A little relief for Ontario parents whose kids are skittish with needles.
A new nasal spray flu vaccine will be available in Ontario on October 26. The vaccines provide protection against four flu viruses: an influenza A (H1N1) virus, an influenza A (H3N2) virus and two influenza B viruses.
“This year, parents will have new options when they get their child vaccinated against the flu,” said Dr. Eric Hoskins, Ontario’s Minister of Health and Long-Term Care. “The flu nasal spray is a good option for children who don’t like getting needles, and it provides broader protection by protecting against four strains of the flu. We want to make it as easy and convenient as possible for parents to protect their kids, and all Ontarians, by getting their kids vaccinated against the flu.”
One drawback to the nasal spray vaccines is the long list of people who shouldn’t take them, including children under the age of two, people over the age of fifty, pregnant women, or people who are allergic to eggs.
The nasal spray flu vaccine has proven popular in the United States.

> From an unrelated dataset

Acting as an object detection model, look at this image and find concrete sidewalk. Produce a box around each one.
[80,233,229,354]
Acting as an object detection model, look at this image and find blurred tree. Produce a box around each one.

In Baltimore, some schools delayed flu vaccine clinics due to a shortage of the product. The treatment, which is produced by AstraZeneca and is called FluMist, has already been used millions of times.
Most medical professionals recommend people get a flu shot in October because they say it can reduce the chances of getting the flu greatly. Dr. Tom Frieden, director of the U.S. Centers for Disease Control and Prevention says the vaccine is typically 50 to 60% percent effective, but the 2015 strain appears to be more effective than that. In 2014, the vaccine was just 13% effective against the H3N2 strain.
In Canada, the number of adult deaths from influenza has risen over the past four years. But some take issue with the math used to arrive at this conclusion. In 2012, Canada’s chief public health officer, Dr. Gregory Taylor said between 2,000 and 8,000 Canadians die of the flu and its complications.
“The flu is a serious illness, more so than many might realize,” said federal Health Minister, Leona Aglukkaq at the time. “That’s why it’s important that all Canadians over the age of six months take the necessary precautions to protect themselves and those around them by getting the flu shot.”
One expert, however, says the numbers just don’t have any credibility because they are statistically lumped in with other ailments.
“This is a scientific guess. This is not the truth,” Dr. Michael Gardam, director of the infection prevention and control unit at the University Health Network in Toronto. Gardam says one model used logs every respiratory and circulatory deaths as flu deaths.
“As an upper limit, they are looking at everybody who died of a heart and lung problem,” says Gardam. “So you could imagine this could include people who died of a heart attack that had nothing to do with flu, but the feeling is that anybody who died of flu should be captured in there, plus a lot of other people.”
Whatever the actual figures are, the administration of flu vaccines has become a hot-button topic given the rise of the anti-vaccination movement worldwide. It’s here the scientific community agrees the information becomes much more clear. Vaccines ares safe; they don’t cause Alzheimer’s disease, contain high levels of dangerous ingredients, reap massive profits for pharmaceutical companies, or cause heart attacks or strokes. And no, they won’t leave you with the ability to only walk backwards.